Polynomial chaos expansion for sensitivity analysis of two types of transmission line models

Abstract

This paper presents two sensitivity analyses, one of which is for the time-domain transmission line (TL) model using the latest weight-based algorithm that is a combination of the coherence-optimal sampling (COS) and the l1-minimum problem (l1-M) and the other is for the high-frequency field line coupling model based on the algorithm that combines the Latin hypercube sampling (LHS) with the l1-M for the first time, where the COS and the LHS are employed to draw samples and the polynomial chaos expansion (PCE) coefficients are obtained by solving the l1-M. Both algorithms are within the PCE framework.
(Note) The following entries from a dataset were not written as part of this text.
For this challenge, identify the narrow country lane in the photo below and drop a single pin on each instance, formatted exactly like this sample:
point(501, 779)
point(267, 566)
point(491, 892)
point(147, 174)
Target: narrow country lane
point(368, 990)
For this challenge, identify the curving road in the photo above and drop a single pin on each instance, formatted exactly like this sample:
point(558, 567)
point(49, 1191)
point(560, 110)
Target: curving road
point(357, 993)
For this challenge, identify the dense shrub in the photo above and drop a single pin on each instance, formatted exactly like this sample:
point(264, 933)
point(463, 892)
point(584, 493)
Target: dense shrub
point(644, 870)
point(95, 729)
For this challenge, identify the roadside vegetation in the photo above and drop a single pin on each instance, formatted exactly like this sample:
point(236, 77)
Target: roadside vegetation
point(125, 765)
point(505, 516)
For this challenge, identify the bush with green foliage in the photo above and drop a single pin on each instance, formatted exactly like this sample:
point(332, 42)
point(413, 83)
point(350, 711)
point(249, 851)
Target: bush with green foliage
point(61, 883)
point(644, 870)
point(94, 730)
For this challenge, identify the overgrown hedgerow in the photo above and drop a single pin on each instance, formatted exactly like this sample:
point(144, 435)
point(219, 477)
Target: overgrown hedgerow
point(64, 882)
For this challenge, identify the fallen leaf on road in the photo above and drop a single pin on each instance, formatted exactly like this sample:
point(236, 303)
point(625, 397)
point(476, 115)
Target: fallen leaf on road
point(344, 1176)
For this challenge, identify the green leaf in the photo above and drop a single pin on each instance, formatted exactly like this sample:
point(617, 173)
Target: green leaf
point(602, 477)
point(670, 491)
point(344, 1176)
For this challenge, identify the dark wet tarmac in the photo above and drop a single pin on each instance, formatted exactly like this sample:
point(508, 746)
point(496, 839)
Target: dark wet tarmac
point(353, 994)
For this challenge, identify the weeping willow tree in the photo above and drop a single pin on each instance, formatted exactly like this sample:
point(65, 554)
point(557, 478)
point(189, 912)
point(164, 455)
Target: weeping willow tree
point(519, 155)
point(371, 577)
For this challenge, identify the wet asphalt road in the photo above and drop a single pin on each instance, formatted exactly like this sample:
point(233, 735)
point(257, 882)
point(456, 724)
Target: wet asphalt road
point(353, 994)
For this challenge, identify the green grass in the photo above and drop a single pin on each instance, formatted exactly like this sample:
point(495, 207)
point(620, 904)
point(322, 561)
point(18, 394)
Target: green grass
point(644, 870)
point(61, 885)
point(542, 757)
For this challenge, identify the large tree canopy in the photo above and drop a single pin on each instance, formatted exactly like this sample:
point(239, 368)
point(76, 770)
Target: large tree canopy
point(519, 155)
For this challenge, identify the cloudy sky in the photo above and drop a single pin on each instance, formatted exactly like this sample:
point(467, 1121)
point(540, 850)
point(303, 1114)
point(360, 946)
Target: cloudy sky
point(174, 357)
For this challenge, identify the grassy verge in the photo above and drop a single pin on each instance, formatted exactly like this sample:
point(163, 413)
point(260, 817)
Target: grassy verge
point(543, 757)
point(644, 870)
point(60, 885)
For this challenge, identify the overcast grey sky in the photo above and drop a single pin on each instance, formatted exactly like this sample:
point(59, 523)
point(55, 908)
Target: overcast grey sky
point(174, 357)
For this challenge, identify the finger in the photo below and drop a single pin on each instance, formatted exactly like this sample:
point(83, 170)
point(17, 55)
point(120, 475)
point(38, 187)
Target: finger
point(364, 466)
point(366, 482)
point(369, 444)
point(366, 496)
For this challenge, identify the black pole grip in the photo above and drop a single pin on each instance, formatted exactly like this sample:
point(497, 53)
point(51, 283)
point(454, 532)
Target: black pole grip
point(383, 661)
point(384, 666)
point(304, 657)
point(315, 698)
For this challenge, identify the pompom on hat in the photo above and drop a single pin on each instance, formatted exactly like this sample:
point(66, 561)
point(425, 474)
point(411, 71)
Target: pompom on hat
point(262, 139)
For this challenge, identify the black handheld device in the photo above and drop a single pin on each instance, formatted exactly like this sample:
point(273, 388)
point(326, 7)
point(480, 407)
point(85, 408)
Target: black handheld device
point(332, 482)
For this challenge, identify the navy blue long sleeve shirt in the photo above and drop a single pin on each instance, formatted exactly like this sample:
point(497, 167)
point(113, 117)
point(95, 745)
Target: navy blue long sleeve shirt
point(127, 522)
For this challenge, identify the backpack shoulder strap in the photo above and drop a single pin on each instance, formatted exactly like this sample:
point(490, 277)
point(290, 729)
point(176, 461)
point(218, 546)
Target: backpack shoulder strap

The results show that for the time-domain TL model, the capacitance has the greatest impact on the voltage response, followed by the resistance. The height and the radius have the least impact, while there is little difference between them. For the high-frequency field line coupling model, the azimuth angle has the greatest impact on the current in the TL, followed by the elevation angle. The terminal load, the conductivity, the field amplitude, the relative permittivity, and the TL radius have the least effect, and there is little difference among them. Additionally, both algorithms only require no more than 0.60% of the total Monte Carlo (MC) computation time when yielding solutions with almost identical accuracy. Compared to performing a sensitivity analysis using the MC method, the use of two algorithms significantly improves efficiency.